Review Price £429.00
In their rush to dazzle us with their biggest, flashest tellies, most AV brands tend to forget that lots of people are still very interested in small screens, for second or even third room use. So it feels like quite a treat today to be able to take a break from the back-breaking, eye-stretching dimensions of our usual TV fare with the much more demure Sony KDL-26EX553.
As you might guess from its name, the 26EX553 is a 26in TV. Though it’s not a particularly small one, in that its bezel is quite chunky by today’s svelte standards, clocking in at comfortably over an inch around all four sides. The bezel on our test sample looks rather mundane with its glossy but also plasticky black finish, too.
However, the set does claw a few style points back for the way it sits right down low on a pair of little silver legs, and a few more for the way the stand enables the screen to tilt back slightly, giving the little screen an attractive ‘photo-frame’ appearance. Plus you can get the set in a white finish, which actually looks like the prettier option - especially for a kitchen or conservatory environment.
Our liking for the Sony KDL-26EX553 grows more as we explore its connections. While its two HDMIs don’t set the pulse racing, we were certainly impressed by its multimedia support. For as well as a D-Sub PC connection, you get a USB port (through which you can record to HDD drives or play video, music and photo files from USB storage devices) as well as both LAN and integrated Wi-Fi network options. These permit not only streaming from DLNA PCs but also access to Sony’s latest online services.

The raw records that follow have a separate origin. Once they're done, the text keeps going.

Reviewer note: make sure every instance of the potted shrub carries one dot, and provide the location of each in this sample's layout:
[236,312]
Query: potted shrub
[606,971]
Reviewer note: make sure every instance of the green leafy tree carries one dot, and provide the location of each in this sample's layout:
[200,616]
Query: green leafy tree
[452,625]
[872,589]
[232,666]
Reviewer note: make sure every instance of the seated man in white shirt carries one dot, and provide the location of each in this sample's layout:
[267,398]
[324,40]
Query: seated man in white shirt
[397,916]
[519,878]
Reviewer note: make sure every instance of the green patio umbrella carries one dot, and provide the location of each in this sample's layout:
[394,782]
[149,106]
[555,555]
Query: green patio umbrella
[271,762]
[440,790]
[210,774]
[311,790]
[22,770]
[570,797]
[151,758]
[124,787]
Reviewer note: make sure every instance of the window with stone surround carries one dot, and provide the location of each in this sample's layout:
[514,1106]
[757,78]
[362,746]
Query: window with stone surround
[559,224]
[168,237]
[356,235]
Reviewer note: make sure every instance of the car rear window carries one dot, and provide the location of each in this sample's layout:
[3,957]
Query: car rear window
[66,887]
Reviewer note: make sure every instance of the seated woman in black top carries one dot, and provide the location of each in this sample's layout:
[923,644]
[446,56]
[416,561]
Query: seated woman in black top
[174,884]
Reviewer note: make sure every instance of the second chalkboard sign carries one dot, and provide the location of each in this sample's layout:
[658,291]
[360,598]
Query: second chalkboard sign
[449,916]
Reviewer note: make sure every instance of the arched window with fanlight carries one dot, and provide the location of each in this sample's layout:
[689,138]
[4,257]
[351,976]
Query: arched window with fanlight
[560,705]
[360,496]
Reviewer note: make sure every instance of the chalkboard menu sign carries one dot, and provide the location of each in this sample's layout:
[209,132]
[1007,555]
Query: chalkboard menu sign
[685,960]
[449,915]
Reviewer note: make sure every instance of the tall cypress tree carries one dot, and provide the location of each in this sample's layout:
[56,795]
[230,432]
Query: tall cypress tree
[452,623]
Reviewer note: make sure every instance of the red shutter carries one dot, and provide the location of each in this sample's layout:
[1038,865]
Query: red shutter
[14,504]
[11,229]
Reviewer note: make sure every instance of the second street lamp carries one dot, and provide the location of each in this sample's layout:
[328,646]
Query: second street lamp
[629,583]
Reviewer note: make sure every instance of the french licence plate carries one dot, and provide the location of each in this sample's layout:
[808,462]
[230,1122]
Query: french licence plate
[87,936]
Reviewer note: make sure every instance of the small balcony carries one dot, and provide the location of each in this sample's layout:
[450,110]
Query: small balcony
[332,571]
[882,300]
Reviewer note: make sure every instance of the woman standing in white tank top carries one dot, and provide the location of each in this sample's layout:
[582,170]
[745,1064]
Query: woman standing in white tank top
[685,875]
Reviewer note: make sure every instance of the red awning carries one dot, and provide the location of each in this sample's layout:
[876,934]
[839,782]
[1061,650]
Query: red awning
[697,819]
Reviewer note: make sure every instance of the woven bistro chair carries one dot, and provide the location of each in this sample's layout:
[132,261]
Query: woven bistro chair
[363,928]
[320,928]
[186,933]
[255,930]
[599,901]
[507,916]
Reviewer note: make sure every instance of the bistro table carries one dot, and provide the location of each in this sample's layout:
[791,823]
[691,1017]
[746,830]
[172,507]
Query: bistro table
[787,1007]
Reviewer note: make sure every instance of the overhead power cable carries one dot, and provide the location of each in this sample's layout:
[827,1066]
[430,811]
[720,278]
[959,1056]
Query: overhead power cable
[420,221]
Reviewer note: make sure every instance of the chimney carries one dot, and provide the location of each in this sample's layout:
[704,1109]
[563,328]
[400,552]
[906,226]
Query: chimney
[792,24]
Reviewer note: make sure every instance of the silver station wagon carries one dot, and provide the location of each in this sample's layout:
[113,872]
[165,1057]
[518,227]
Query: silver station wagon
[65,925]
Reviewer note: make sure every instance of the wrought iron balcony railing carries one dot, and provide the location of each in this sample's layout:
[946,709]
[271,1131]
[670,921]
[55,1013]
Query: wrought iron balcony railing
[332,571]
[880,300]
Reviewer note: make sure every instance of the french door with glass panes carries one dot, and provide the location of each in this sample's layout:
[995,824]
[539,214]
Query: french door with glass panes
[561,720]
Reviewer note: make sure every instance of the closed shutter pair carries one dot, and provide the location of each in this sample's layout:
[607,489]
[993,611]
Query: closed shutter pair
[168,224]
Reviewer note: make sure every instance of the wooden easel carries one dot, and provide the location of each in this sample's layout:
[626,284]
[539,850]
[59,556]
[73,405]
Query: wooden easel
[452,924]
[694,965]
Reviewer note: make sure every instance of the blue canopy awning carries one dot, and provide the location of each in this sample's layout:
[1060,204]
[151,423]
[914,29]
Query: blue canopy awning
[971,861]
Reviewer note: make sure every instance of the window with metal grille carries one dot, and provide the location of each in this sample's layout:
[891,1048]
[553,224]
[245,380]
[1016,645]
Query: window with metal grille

Sensibly now part of the Sony Entertainment Network rather than the previous Bravia Internet Video system, the KDL-26EX553’s online services are for the most part very impressive - chiefly because of their focus on providing video content. Highlights include LoveFilm, Netflix, Sony’s Video Unlimited service, the BBC iPlayer, Demand 5, BBC News, Sky News, a Sony Entertainment Television library, Eurosport, Euronews, Crackle, youTube, AOL HD, Daily Motion, Billabong, Blinkx, and the eHow ‘channel’.
Obviously some of this video content is subscription or rental only, but a good quantity of it is free - much more of it, in fact, than you get with any other rival online TV service. In an ideal world Sony would also add the 4OD and ITV Player apps found on its own PS3, as well as the Acetrax movie cloud service. But even as it stands the latest SEN system is impressive, especially when you consider that you’re getting it here on a pretty affordable 26in TV rather than some uber-expensive home cinema monster.